Posted on:2008-05-06Degree:MasterType:Thesis
Country:ChinaCandidate:D H ZhouFull Text:PDF
GTID:2208360212498921Subject:Control theory and control engineering
Abstract/Summary:PDF Full Text Request
Image segmentation is the key step from image processing to image analysis. One of its most important applications is medical image segmentation. Some biomedical information is shown in the form of image, such as X-ray image, fault CT image and ultrasonic image, which makes human vision extend from exterior to interior. By them people can get some useful information of human body's internals in anatomical form, biochemistry and physiological function. Because the focus of medical image is similar to surrounding normal texture in gray and shape so that it is difficult to distinguish with the naked eye, we need to carry out image segmentation so that the focus can show up obviously.Genetic Algorithms is a random, parallel and adaptive algorithm for search and it simulates natural selection and the evolutionary process.
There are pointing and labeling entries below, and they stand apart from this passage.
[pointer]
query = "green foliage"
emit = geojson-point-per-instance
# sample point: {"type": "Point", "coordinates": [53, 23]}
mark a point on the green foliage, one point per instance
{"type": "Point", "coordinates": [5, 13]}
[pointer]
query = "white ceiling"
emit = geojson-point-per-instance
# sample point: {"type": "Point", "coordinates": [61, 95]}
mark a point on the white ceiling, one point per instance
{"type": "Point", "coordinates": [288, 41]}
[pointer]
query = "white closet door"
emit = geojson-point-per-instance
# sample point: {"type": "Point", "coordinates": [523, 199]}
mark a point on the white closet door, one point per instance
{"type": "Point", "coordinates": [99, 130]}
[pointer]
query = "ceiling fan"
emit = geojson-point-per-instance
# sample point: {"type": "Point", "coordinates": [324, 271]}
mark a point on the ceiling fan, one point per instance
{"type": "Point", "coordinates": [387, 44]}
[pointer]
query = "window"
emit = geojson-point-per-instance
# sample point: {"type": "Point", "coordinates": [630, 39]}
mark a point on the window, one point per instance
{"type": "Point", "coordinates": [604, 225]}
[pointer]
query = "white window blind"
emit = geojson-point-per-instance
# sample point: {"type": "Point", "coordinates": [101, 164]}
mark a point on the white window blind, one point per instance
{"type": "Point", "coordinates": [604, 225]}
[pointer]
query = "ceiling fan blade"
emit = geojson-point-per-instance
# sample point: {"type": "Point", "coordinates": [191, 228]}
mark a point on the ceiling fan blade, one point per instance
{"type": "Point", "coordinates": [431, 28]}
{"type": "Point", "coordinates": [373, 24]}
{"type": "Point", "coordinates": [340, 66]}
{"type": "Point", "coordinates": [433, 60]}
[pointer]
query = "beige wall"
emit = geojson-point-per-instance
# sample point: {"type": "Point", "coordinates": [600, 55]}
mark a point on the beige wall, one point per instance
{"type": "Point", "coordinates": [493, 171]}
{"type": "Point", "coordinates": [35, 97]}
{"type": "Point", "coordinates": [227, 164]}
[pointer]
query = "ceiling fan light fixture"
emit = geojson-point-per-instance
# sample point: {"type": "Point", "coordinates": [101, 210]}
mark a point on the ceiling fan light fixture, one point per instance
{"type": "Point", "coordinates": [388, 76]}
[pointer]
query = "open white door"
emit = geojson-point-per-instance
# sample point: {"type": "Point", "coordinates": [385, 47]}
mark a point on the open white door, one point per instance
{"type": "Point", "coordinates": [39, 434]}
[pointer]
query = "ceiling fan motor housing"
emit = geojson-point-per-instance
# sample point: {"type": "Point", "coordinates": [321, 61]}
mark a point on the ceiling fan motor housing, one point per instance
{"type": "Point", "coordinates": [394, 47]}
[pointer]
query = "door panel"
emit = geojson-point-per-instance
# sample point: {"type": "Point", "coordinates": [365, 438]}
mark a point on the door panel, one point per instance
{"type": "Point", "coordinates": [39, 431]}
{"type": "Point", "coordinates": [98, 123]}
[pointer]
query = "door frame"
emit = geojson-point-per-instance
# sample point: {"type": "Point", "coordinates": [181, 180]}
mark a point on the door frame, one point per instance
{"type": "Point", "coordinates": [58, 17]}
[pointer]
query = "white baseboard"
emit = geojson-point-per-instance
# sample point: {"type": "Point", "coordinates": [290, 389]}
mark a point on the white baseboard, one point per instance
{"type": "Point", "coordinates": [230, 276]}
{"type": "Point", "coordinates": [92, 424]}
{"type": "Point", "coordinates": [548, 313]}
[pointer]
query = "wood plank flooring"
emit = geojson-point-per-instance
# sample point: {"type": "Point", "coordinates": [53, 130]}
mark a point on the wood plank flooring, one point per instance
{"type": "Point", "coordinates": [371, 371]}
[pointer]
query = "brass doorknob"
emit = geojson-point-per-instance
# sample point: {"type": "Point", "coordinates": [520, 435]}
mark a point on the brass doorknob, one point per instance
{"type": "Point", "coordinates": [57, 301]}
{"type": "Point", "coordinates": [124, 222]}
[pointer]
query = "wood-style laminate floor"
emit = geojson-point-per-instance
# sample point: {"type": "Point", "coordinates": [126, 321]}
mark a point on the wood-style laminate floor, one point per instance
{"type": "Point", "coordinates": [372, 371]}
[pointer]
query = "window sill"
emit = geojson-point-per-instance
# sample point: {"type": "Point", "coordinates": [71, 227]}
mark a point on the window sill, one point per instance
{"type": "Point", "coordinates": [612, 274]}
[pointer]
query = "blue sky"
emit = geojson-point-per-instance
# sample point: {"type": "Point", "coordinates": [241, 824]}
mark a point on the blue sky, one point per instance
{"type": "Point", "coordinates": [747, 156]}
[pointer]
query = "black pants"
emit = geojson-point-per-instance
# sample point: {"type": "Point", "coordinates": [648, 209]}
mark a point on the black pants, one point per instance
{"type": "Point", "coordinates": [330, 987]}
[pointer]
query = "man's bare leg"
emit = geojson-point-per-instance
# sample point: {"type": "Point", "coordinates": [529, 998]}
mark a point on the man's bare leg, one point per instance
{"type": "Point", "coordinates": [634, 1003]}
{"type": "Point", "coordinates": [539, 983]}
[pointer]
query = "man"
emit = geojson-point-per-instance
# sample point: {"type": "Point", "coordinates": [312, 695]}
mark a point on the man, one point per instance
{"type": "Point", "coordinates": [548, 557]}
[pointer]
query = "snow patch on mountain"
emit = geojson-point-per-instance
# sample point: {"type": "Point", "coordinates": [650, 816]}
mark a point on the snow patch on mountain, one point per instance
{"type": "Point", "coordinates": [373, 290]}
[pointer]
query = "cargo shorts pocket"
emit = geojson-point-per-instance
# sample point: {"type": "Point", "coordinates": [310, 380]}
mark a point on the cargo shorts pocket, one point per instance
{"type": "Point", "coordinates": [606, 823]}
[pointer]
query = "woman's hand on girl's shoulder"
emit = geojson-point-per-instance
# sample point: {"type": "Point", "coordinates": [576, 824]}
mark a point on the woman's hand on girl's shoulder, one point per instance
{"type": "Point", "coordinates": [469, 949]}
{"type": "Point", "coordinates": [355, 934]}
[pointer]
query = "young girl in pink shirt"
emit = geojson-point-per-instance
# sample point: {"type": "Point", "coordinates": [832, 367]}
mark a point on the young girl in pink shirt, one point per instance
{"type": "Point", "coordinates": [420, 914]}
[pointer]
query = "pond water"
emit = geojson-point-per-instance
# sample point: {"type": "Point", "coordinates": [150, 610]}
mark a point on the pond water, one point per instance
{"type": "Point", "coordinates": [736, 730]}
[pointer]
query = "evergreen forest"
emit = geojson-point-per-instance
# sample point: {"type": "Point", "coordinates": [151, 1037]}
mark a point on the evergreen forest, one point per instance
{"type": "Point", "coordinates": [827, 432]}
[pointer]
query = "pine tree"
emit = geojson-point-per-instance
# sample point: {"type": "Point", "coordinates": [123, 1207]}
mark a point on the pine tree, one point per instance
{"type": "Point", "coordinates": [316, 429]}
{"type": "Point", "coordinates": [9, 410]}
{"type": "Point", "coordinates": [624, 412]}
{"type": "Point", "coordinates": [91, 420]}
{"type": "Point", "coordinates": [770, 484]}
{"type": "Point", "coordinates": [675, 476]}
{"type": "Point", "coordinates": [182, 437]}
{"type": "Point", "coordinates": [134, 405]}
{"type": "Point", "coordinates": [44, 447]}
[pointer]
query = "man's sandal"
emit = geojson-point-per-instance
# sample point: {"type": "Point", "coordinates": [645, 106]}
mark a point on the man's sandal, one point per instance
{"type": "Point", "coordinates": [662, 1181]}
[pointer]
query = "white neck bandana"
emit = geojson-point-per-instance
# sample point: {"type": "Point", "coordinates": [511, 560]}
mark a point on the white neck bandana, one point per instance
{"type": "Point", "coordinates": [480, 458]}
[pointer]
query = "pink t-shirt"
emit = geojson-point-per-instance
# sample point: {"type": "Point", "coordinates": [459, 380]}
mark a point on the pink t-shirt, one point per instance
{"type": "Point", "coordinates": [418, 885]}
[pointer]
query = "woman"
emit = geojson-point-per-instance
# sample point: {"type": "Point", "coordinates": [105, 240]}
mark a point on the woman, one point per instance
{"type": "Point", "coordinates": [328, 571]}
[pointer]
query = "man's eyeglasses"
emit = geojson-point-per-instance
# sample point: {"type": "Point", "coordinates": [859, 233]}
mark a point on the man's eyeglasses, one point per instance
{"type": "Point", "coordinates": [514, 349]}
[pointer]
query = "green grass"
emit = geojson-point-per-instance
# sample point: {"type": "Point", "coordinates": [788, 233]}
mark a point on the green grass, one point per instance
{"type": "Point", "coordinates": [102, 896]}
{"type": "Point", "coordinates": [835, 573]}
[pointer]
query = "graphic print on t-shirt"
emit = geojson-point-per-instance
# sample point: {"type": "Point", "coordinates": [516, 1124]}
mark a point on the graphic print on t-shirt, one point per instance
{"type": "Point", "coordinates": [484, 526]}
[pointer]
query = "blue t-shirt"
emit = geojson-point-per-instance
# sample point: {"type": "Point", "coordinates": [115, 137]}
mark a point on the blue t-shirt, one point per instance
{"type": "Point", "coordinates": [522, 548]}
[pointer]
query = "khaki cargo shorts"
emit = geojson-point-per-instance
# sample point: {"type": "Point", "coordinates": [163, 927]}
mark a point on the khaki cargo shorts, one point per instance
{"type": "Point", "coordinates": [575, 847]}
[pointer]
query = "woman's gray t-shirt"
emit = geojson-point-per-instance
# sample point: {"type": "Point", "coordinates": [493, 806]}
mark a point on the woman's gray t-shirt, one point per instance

It is built by John Holland, the professor of Michigan University of U.S.A in the 70's of the 20th century. Because its ideas are easy and it is easy to calculate, for recent years it is widely applied in many areas, such as function optimization, combination optimization, automatic control, intelligent control, image processing and pattern recognition, artificial life, machine learning and so on, which make encouraging achievements. Cluster-based analysis is an unsupervised learning approach. It can dig correlative rules from feature data of object of study. As a result, it is a powerful approach to information processing. By combining Genetic Algorithms with cluster-based analysis, this paper proposes a segmentation algorithm based on genetic clustering, which carries out pixels' clustering in feature space. This algorithm applies GA to search optimal clustering center, which avoids the selection of initial clustering center in general algorithm such as C-mean clustering algorithm. Taking a picture of eyeball for example, this paper achieves image segmentation by VC++ programming. This algorithm can get very good effect of segmentation and make the defect show up obviously.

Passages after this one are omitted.